I'm Gonna Pray For You So Hard

Tortured relationships between fathers and daughters are nothing new to drama. They are, of course, a more recent aspect of the canon to be explored after centuries of fathers and sons struggling to coexist. But in I’m Gonna Pray For You So Hard, Halley Feiffer’s new drama at Atlantic Stage II, a destructive relationship between a playwright father and his aspiring actress daughter, are explored in great depth and detail — painfully so.

We open with David (Reed Birney) and Ella (Betty Gilpin) in the kitchen of David’s apartment awaiting the first review of a play Ella starred in. It’s an avant-garde production of The Seagull, but Ella did not play the starring role of Nina. Instead, she was cast in the supporting role of Masha.

David is an award-winning playwright who has few kind things to say about the industry, but that doesn’t stop him from wanting his daughter to succeed, right?

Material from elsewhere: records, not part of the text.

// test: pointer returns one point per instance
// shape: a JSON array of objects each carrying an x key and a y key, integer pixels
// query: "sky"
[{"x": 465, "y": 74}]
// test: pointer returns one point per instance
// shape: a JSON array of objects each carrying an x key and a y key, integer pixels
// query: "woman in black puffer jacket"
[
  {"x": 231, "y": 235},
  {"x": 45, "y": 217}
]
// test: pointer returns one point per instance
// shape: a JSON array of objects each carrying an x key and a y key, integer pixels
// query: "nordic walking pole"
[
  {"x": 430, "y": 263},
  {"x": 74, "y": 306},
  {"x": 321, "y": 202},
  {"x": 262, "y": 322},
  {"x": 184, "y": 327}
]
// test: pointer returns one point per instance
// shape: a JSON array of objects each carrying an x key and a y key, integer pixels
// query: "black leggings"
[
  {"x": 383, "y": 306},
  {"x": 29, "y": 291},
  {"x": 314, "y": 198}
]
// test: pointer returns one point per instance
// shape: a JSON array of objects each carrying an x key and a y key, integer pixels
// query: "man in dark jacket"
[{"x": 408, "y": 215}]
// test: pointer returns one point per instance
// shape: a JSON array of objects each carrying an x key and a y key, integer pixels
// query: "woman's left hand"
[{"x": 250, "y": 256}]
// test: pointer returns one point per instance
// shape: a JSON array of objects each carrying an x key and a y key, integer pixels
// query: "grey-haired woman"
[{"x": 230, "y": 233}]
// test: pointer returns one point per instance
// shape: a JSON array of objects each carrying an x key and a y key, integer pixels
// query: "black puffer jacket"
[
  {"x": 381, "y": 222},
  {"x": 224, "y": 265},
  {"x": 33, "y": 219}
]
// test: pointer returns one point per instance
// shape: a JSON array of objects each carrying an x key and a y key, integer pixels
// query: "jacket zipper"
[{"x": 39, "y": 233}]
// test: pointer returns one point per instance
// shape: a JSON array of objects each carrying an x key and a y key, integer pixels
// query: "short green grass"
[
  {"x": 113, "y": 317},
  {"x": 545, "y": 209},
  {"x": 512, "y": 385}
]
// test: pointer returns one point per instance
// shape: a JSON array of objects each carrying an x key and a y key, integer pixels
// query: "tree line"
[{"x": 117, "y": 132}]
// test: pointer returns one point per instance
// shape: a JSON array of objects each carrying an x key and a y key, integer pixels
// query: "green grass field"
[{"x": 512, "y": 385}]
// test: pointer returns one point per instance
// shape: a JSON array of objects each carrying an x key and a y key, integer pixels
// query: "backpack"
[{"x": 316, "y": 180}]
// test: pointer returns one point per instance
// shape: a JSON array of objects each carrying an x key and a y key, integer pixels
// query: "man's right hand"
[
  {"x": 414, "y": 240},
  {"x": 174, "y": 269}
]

In some ways, he reminded me of a modern-day, foul-mouthed Willy Loman struggling to remain relevant in a world that does not welcome him. He’s is an embittered, profane and disparaging man, whose damnations of everyone and everything in the industry are fueled by wine, marijuana and cocaine. His personality, as played by Birney’s excellently paced and precisely focused performance, is suffocating, and even Ella, who sits rapt in the throes of father worship for much of the first act, is affected by it.

When we meet Ella again, years later, she’s transformed, physically and emotionally, into a successful actress — take that, Dad! — but her father still haunts her. And when he shows up, painfully transformed, the confrontation between the two is inevitable; we all know it, but with these two excellent actors onstage, it’s incredibly painful to witness.I’m Gonna Pray For You So Hard is only 90 minutes, but it contains years of conflict, resentment, pain and unspoken words, and with the two excellent actors onstage, it is even more powerful.

The dynamics of fathers and daughters is rich with opportunity for drama. Let’s hope they continue to be explored in further works.